If the stock ends flat (S_T = S_0) after a volatile year with
\sigma = 30\%, the 2× fund is down
1 - e^{-0.09} \approx 8.6\% — on an underlying that went
nowhere. Traders call it volatility drag; you can now see it is
nothing mysterious, just the product rule's correction term quietly eating returns. The same
calculation, run through the general Itô lemma, is why fund prospectuses warn that leveraged
ETFs are "not suitable for buy-and-hold investors."
The independent case: Leibniz comes home
One more regime completes the map. Let X and
Y both be genuinely rough —
dX = \sigma^X dW^1, dY = \sigma^Y dW^2 —
but driven by independent Brownian motions, so
d[W^1, W^2]_t = 0. Then the correction
d[X, Y]_t = \sigma^X \sigma^Y \cdot 0 \cdot dt = 0, and
d(X_t Y_t) = X_t\,dY_t + Y_t\,dX_t.
Leibniz's rule, verbatim — even though both factors are nowhere-differentiable
Brownian paths! The intuition sits in the corner picture: the corners
\Delta X_i\,\Delta Y_i are still individually of order
\Delta t, but with independent drivers they carry random
signs, and the law of large numbers cancels them as the partition refines. They only pile
up in one direction when the noises are correlated — which is why the surviving term is
\rho\,\sigma^X \sigma^Y\,dt. A useful corollary: for independent
driftless factors \mathbb{E}[X_T Y_T] = X_0 Y_0; with
\rho \neq 0,
\mathbb{E}[X_T Y_T] - X_0 Y_0 = \mathbb{E}\,[X, Y]_T — the
correction is covariance accruing in real time.

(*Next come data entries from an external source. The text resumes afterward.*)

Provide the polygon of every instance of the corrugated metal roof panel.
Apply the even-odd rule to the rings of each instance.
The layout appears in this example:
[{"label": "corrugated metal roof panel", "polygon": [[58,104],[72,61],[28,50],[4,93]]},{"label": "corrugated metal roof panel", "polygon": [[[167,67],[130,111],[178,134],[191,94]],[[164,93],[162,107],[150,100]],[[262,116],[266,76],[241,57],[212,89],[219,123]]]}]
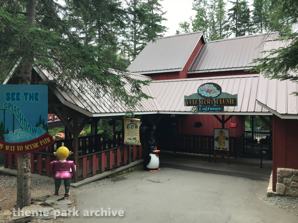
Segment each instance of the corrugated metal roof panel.
[{"label": "corrugated metal roof panel", "polygon": [[[254,74],[154,81],[151,83],[150,87],[162,111],[190,112],[191,107],[184,106],[184,95],[196,93],[201,84],[212,82],[219,84],[223,92],[238,94],[238,106],[225,106],[225,112],[253,112],[257,111],[256,99],[259,76]],[[257,111],[267,111],[259,109]]]},{"label": "corrugated metal roof panel", "polygon": [[[46,70],[41,71],[44,75],[49,79],[54,78],[53,76]],[[150,77],[135,74],[129,73],[133,78],[142,80],[151,80]],[[57,89],[63,99],[74,104],[92,113],[110,112],[126,112],[128,108],[123,102],[111,101],[108,94],[95,92],[91,84],[87,81],[79,83],[73,81],[69,86],[71,91],[62,91]],[[128,92],[130,92],[131,86],[126,84],[125,87]],[[155,97],[150,94],[148,86],[142,86],[143,92],[148,95]],[[141,106],[136,108],[135,112],[149,112],[158,111],[158,105],[155,104],[153,99],[148,100],[142,99],[140,103]]]},{"label": "corrugated metal roof panel", "polygon": [[130,72],[182,69],[199,41],[200,31],[150,41],[127,68]]},{"label": "corrugated metal roof panel", "polygon": [[262,57],[266,39],[276,37],[277,32],[210,41],[203,44],[190,65],[189,72],[246,67],[254,59]]},{"label": "corrugated metal roof panel", "polygon": [[[290,42],[271,40],[266,41],[264,51],[286,46]],[[263,56],[268,55],[263,53]],[[273,55],[271,56],[274,56]],[[297,74],[289,72],[294,76]],[[257,100],[262,104],[281,114],[298,114],[298,97],[291,94],[298,91],[298,83],[289,80],[281,81],[270,79],[260,75]]]}]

So the full regime map has three territories: one factor smooth → no
correction; both rough, independent → no correction (corners cancel);
both rough, correlated → correction
\rho\,\sigma^X\sigma^Y\,dt, with the extreme case
X = Y (correlation one with itself) giving the full quadratic
variation.
The extra term as an area mismatch
Now watch the growing rectangle become a theorem. Integration by parts is the statement that
the rectangle of area X_T Y_T is filled by two strips,
\int X\,dY and \int Y\,dX. In ordinary
calculus those two strips tile the rectangle exactly. For rough Itô paths they overlap by a
thin staircase of cross-increments \sum \Delta X_i\,\Delta Y_i — and
that staircase is precisely the covariation [X, Y]_T, the term the
classical formula is missing.
In the figure, the path climbs from the origin to (X_T, Y_T). The
shaded cells under the path are the Riemann cells of \int Y\,dX
(height Y_i, width \Delta X_i); the
unshaded remainder above the path is \int X\,dY. The small bright
squares hugging the path are the corners \Delta X_i\,\Delta Y_i —
the diagonal staircase neither strip can claim. For smooth paths it pinches to nothing; for
Brownian-driven paths it converges to the finite area [X, Y]_T.
Press Refresh for a fresh random path: the strips and staircase change, but
the relationship never does —
\int X\,dY + \int Y\,dX + [X, Y]_T = X_T Y_T.